Friday, 10 February 2012

star - How loud would the Sun be?

The Sun is immensely loud. The surface generates thousands to tens of thousands of watts of sound power for every square meter. That's something like 10x to 100x the power flux through the speakers at a rock concert, or out the front of a police siren. Except the "speaker surface" in this case is the entire surface of the Sun, some 10,000 times larger than the surface area of Earth.



Despite what "user10094" said, we do in fact know what the Sun "sounds" like -- instruments like SDO's HMI or SOHO's MDI or the ground-based GONG observatory measure the Doppler shift everywhere on the visible surface of the Sun, and we can actually see sound waves (well, infrasound waves) resonating in the Sun as a whole! Pretty cool, eh? Since the Sun is large, the sound waves resonate at very deep frequencies -- typical resonant modes have 5 minute periods, and there are about a million of them going all at once.



The resonant modes in the Sun are excited by something. That something is the tremendous broadband rushing of convective turbulence. Heat gets brought to the surface of the Sun by convection -- hot material rises through the outer layers, reaches the surface, cools off (by radiating sunlight), and sinks. The "typical" convection cell is about the size of Texas, and is called a "granule" because they look like little grains when viewed through a telescope. Each one (the size of Texas, remember) rises, disperses its light, and sinks in five minutes. That produces a heck of a racket. There are something like 10 million of those all over the surface of the Sun at any one time. Most of that sound energy just gets reflected right back down into the Sun, but some of it gets out into the solar chromosphere and corona. No one can be sure, yet, just how much of that sound energy gets out, but it's most likely between about 30 and about 300 watts per square meter of surface, on average. The uncertainty comes because the surface dynamics of the Sun are tricky. In the deep interior, we can pretend the solar magnetic field doesn't affect the physics much and use hydrodynamics, and in the exterior (corona) we can pretend the gas itself doesn't affect the physics much. At the boundary layers above the visible surface, neither approximation applies and the physics gets too tricky to be tractable (yet).

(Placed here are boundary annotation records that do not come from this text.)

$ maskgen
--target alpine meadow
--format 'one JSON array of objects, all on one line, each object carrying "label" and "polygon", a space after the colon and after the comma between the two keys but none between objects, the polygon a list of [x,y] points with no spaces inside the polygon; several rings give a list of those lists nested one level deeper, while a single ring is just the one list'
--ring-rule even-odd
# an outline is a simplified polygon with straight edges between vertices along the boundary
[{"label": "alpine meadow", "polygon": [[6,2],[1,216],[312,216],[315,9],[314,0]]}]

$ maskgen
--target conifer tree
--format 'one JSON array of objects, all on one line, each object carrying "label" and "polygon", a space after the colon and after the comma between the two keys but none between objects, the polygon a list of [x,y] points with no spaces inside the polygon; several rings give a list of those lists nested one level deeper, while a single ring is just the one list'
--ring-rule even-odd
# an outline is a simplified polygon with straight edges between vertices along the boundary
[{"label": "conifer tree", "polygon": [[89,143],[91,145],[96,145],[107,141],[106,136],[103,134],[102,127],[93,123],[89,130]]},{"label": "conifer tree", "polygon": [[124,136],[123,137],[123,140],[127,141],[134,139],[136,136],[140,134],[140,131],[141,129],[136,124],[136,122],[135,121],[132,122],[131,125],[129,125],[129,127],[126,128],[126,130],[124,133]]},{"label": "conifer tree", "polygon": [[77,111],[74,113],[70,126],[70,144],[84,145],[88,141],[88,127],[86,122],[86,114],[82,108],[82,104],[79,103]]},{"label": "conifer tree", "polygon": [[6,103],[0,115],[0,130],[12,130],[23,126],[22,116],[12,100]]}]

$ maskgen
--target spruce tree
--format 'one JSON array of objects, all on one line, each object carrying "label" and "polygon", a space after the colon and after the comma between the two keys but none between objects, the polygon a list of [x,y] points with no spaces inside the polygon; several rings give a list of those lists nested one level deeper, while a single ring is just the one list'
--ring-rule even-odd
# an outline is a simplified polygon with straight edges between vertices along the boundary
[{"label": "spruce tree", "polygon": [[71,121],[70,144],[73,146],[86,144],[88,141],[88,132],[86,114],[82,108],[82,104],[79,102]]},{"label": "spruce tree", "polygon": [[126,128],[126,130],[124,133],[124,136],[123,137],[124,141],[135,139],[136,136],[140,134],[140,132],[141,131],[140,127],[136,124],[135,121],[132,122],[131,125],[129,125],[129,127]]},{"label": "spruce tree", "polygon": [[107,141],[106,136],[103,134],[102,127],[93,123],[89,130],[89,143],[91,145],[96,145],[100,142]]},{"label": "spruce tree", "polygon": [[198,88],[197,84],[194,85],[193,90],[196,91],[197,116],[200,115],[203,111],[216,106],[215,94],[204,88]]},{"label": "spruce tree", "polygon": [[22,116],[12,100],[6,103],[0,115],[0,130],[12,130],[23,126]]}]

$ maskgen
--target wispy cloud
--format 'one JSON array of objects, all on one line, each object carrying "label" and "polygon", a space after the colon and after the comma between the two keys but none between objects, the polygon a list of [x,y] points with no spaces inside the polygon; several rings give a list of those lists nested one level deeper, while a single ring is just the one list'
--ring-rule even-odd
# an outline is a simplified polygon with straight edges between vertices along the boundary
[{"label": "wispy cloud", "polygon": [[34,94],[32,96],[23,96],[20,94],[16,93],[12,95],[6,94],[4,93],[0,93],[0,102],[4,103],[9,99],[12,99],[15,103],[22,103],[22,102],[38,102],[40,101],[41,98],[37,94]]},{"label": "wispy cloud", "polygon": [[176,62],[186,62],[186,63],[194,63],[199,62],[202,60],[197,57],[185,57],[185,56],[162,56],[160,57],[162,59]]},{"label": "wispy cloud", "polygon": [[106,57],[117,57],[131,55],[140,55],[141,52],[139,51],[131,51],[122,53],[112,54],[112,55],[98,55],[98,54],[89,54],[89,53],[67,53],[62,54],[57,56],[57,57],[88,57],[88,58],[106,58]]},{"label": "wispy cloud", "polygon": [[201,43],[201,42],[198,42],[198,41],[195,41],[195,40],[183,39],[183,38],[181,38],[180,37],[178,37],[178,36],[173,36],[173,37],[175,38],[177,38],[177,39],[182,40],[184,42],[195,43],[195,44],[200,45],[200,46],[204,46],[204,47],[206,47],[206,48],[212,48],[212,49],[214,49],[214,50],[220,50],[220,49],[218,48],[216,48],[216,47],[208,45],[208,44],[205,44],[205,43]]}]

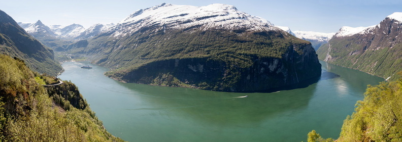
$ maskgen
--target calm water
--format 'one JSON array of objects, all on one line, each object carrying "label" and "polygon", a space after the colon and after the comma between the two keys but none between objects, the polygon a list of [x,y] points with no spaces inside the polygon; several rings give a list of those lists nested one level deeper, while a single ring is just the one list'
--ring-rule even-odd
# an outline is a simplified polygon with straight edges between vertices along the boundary
[{"label": "calm water", "polygon": [[[321,63],[318,82],[273,93],[124,83],[104,76],[108,69],[87,62],[63,63],[59,77],[76,84],[107,130],[125,140],[300,141],[313,129],[337,138],[366,85],[384,80]],[[80,68],[86,65],[93,68]]]}]

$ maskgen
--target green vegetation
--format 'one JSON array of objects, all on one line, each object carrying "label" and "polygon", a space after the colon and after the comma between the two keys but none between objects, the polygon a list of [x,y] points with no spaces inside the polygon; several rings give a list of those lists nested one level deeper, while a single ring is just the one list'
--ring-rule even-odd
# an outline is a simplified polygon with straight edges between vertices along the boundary
[{"label": "green vegetation", "polygon": [[53,52],[28,34],[11,17],[0,10],[0,54],[23,60],[31,70],[56,75],[62,68]]},{"label": "green vegetation", "polygon": [[326,59],[328,44],[330,44],[329,54],[331,58],[327,61],[328,63],[384,78],[391,77],[389,80],[396,80],[396,73],[402,71],[402,43],[391,38],[395,36],[387,35],[384,38],[382,36],[385,35],[381,35],[359,36],[331,39],[328,43],[322,45],[317,50],[318,59]]},{"label": "green vegetation", "polygon": [[41,84],[41,85],[46,84],[46,83],[45,82],[45,80],[43,79],[43,77],[42,76],[35,77],[35,81],[37,81],[37,83],[39,83],[39,84]]},{"label": "green vegetation", "polygon": [[[286,74],[282,76],[289,76],[289,80],[283,81],[282,78],[279,81],[286,82],[264,86],[255,85],[278,82],[276,78],[279,77],[275,77],[272,78],[276,80],[269,81],[247,82],[247,85],[253,86],[245,88],[246,83],[241,81],[253,80],[251,77],[247,79],[247,76],[251,72],[257,74],[257,70],[261,71],[260,68],[257,69],[259,65],[265,63],[268,66],[274,60],[279,65],[271,67],[272,70],[283,66],[283,70],[291,71],[289,74],[297,72],[300,80],[318,76],[320,73],[318,71],[320,70],[319,63],[310,42],[286,32],[202,30],[196,27],[155,29],[157,28],[158,26],[145,27],[140,30],[141,33],[119,38],[111,38],[110,33],[104,33],[88,42],[77,42],[72,48],[71,53],[96,57],[95,63],[113,69],[106,75],[117,80],[213,90],[262,90],[296,83],[295,75]],[[302,59],[303,61],[299,62]],[[178,61],[175,62],[176,60]],[[297,63],[294,64],[293,60]],[[311,64],[306,65],[308,62]],[[296,69],[296,66],[300,67]],[[170,68],[172,66],[176,68]],[[304,68],[313,69],[313,73],[302,75],[308,72]],[[277,71],[276,74],[282,73],[281,71]]]},{"label": "green vegetation", "polygon": [[[337,141],[402,141],[402,78],[369,85],[364,99],[356,106],[355,112],[344,121]],[[313,130],[308,141],[328,139]]]},{"label": "green vegetation", "polygon": [[106,131],[74,84],[37,83],[50,78],[0,55],[0,141],[122,141]]}]

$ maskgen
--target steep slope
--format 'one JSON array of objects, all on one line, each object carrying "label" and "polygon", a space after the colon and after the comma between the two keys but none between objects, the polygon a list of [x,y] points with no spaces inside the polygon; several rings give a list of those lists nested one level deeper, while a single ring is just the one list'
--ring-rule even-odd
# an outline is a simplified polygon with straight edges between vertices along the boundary
[{"label": "steep slope", "polygon": [[322,44],[328,43],[335,33],[322,33],[314,31],[295,31],[295,36],[298,38],[311,42],[313,48],[317,51]]},{"label": "steep slope", "polygon": [[[395,81],[368,86],[364,99],[359,101],[355,112],[344,121],[336,141],[402,141],[402,72]],[[307,141],[334,141],[324,139],[313,130]]]},{"label": "steep slope", "polygon": [[290,28],[289,27],[284,27],[284,26],[277,26],[277,25],[276,25],[275,26],[279,28],[280,29],[282,29],[283,30],[285,31],[286,32],[288,32],[288,33],[290,33],[290,34],[291,34],[293,36],[296,36],[296,34],[294,33],[293,33],[292,31],[292,30],[290,30]]},{"label": "steep slope", "polygon": [[321,73],[310,42],[223,4],[140,10],[87,41],[73,52],[115,69],[107,75],[125,82],[255,91]]},{"label": "steep slope", "polygon": [[81,25],[73,24],[63,27],[58,27],[54,32],[60,39],[73,40],[85,30]]},{"label": "steep slope", "polygon": [[328,63],[394,79],[402,71],[402,15],[395,13],[367,27],[342,27],[317,51]]},{"label": "steep slope", "polygon": [[53,52],[21,28],[6,13],[0,11],[0,53],[24,60],[29,68],[55,75],[62,69],[54,59]]},{"label": "steep slope", "polygon": [[26,29],[33,24],[31,23],[18,22],[17,23],[18,24],[18,25],[20,25],[20,26],[23,29]]},{"label": "steep slope", "polygon": [[107,25],[103,25],[101,24],[96,24],[92,25],[85,31],[81,32],[80,35],[76,37],[74,39],[75,40],[82,40],[86,39],[89,38],[92,38],[93,36],[97,35],[98,34],[106,31],[108,28],[114,26],[113,23],[111,23]]},{"label": "steep slope", "polygon": [[317,50],[321,45],[328,43],[328,41],[335,33],[322,33],[314,31],[295,31],[292,32],[288,27],[275,26],[296,37],[311,42],[314,50]]},{"label": "steep slope", "polygon": [[71,82],[39,84],[35,77],[45,76],[4,55],[0,76],[0,141],[122,141],[106,131]]}]

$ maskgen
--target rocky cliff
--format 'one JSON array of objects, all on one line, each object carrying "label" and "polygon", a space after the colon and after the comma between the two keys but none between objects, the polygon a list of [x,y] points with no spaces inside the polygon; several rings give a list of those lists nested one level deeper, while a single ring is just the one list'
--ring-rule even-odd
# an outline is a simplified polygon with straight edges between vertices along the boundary
[{"label": "rocky cliff", "polygon": [[255,91],[321,73],[310,42],[226,5],[163,4],[87,41],[72,52],[92,57],[114,69],[108,76],[128,82]]},{"label": "rocky cliff", "polygon": [[54,60],[53,50],[29,35],[17,22],[0,10],[0,54],[25,61],[32,70],[55,75],[62,68]]},{"label": "rocky cliff", "polygon": [[327,44],[319,58],[384,78],[402,71],[402,15],[395,13],[368,27],[344,27]]}]

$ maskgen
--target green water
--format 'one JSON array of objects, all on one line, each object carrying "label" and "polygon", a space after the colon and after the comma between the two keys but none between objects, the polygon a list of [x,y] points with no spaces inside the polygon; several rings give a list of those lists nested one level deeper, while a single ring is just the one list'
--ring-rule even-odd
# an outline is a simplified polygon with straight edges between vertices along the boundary
[{"label": "green water", "polygon": [[[366,85],[384,80],[321,63],[318,82],[273,93],[124,83],[104,76],[107,68],[86,62],[63,63],[59,77],[76,84],[108,131],[125,140],[300,141],[313,129],[337,138]],[[80,68],[86,65],[93,68]]]}]

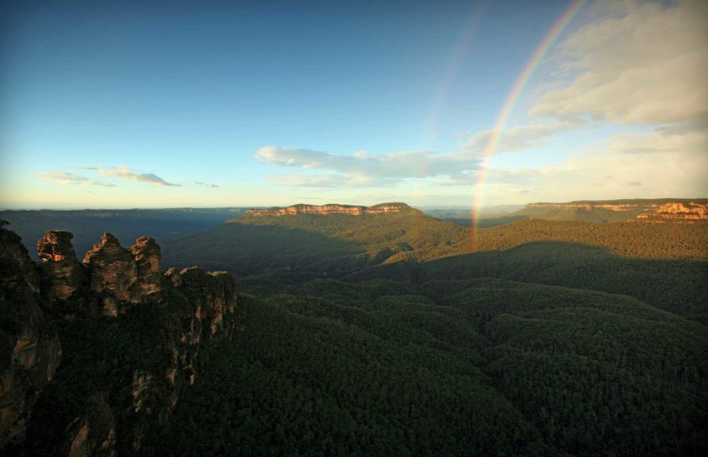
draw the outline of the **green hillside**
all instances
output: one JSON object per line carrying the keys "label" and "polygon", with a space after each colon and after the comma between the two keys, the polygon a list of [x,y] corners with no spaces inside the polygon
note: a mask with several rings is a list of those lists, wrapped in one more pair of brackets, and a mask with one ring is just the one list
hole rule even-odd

In terms of dBA, if all that leaked sound could somehow propagate to Earth, well let's see... Sunlight at Earth is attenuated about 10,000 times by distance (i.e. it's 10,000 times brighter at the surface of the Sun), so if 200 W/m2 of sound at the Sun could somehow propagate out to Earth it would yield a sound intensity of about 20 mW/m2. 0dB is about 1pW/m2 , so that's about 100dB. At Earth, some 150,000,000 kilometers from the sound source. Good thing sound doesn't travel through space, eh?



The good folks at the SOHO/MDI project created some sound files of resonant solar oscillations by speeding up the data from their instrument by 43,000 times. You can hear those here, at the Solar Center website. Someone else did the same thing with the SDO/HMI instrument, and superposed the sounds on first-light videos from SDO. Both of those sounds, which sound sort of like rubber bands twanging, are heavily filtered from the data -- a particular resonant spatial mode (shape of a resonant sound) is being extracted from the data, and so you hear mainly that particular resonant mode. The actual unfiltered sound is far more cacophonous, and to the ear would sound less like a resonant sound and more like noise.